This brief guide will serve as an introduction to Magic Pen for OS X. From their ReadMe.txt – “Magic Pen is an application that allows you to draw on top of your screen (with your mouse, not a “real” pen silly!), much like overhead pens allow you to write on top of an overhead.” If you use your Mac for presentations, this is a must-have utility.
After you’ve downloaded and installed Magic Pen, launch it as you would any program. Once it opens, your cursor tuns into a pen. You can immediately start drawing if you hold down the left (for multiple-button Mac folks) button and move your mouse around.
To change the ink color, click inside the small pad in the upper left corner of your screen.

And select a color from the palette.

The Magic Pen pad can be moved to any of the four corners of your screen by selecting the appropriate radio button.

To stop Magic Pen from drawing on your screen and regain normal control of your cursor, select File -> Ignore Mouse – or use the keyboard shortcut Apple Key + I.

If you open new apps or move existing ones around, the things you drew on your screen will remain in place.
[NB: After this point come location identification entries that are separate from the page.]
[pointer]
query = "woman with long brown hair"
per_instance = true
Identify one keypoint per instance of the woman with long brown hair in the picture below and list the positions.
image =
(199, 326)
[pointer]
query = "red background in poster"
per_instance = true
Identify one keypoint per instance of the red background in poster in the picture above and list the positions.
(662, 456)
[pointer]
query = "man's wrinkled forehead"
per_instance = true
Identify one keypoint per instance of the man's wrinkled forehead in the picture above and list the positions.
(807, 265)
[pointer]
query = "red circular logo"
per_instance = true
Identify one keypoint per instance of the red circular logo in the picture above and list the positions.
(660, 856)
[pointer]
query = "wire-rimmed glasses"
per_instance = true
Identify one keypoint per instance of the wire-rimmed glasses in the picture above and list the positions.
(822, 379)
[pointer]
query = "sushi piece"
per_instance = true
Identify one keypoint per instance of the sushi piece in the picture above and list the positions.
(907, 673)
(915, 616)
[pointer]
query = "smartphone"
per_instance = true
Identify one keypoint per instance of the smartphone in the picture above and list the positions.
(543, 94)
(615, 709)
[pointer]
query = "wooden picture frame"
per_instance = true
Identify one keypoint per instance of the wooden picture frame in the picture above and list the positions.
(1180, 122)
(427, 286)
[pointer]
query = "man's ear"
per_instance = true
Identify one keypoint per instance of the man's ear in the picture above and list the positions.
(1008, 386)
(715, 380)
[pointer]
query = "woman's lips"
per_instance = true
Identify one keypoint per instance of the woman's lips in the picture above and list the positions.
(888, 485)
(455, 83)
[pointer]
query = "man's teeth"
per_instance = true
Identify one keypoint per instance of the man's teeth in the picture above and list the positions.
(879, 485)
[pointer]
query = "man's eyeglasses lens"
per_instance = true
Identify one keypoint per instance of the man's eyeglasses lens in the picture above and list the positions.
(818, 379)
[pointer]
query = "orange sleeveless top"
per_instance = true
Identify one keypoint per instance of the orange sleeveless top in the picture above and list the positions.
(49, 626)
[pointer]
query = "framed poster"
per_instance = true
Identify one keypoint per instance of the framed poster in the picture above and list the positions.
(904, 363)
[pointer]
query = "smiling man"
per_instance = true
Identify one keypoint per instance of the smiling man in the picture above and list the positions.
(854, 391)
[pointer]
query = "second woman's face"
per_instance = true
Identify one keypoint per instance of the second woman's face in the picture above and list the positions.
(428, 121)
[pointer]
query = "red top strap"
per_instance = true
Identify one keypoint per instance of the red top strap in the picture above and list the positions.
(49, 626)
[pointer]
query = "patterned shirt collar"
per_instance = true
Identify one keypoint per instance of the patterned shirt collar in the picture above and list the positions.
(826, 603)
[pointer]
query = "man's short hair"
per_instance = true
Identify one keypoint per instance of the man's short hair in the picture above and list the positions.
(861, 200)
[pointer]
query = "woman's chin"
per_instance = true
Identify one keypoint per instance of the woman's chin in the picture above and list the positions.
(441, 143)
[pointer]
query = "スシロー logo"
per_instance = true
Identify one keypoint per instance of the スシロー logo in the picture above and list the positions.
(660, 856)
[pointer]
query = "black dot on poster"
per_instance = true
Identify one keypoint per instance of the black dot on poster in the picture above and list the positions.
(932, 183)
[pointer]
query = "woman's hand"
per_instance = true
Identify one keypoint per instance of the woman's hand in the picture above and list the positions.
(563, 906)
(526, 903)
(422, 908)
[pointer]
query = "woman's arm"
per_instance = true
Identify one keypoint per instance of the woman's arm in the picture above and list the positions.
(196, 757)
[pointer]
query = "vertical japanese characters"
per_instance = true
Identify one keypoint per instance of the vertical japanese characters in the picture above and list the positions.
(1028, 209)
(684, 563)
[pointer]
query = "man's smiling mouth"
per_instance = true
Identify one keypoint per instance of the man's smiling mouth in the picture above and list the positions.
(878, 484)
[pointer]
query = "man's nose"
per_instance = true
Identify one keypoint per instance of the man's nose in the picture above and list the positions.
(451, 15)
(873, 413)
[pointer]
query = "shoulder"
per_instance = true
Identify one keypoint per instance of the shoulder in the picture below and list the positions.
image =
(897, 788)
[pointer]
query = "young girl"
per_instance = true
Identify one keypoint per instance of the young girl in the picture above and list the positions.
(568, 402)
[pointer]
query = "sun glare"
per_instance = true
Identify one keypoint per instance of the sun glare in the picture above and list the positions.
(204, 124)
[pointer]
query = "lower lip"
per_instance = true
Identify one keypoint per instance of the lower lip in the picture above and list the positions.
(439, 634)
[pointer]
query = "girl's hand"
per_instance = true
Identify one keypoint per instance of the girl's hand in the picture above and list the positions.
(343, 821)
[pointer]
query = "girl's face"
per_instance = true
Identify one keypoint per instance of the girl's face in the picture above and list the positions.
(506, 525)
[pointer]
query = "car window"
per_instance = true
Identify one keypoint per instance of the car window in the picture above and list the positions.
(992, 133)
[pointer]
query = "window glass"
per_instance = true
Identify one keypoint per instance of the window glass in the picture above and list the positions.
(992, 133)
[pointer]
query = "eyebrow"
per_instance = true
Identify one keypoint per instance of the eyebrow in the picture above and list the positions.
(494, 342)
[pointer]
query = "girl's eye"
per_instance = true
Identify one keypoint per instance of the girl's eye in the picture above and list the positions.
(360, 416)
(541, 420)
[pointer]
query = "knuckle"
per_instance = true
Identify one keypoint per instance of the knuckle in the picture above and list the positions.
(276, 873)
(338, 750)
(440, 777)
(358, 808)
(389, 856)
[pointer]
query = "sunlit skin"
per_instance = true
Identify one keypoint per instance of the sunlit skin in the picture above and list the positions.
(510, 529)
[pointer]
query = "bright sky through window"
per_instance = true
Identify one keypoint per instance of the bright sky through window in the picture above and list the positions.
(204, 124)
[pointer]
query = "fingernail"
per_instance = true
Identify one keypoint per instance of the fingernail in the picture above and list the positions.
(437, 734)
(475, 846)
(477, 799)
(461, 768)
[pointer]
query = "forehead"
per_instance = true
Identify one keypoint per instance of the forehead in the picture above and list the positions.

They can be cleared by selecting File -> Clear Pad or the keyboard shortcut Apple Key + C.























Cool… if you take a screen shot with Grab do the lines drawn show up there, too?
Webo -
If you capture a region, yes. If you capture the entire screen, yes. If you capture a window (that has some Magic Pen markings on it) no.
I used InstantShot! for (most of) the screenshots in this overview (and most of the stuff here) and it captured the Magic Pen markings every time. Actually I also used Apple Key + Shift + 4 to take regional screenshots, and it caught the markings too.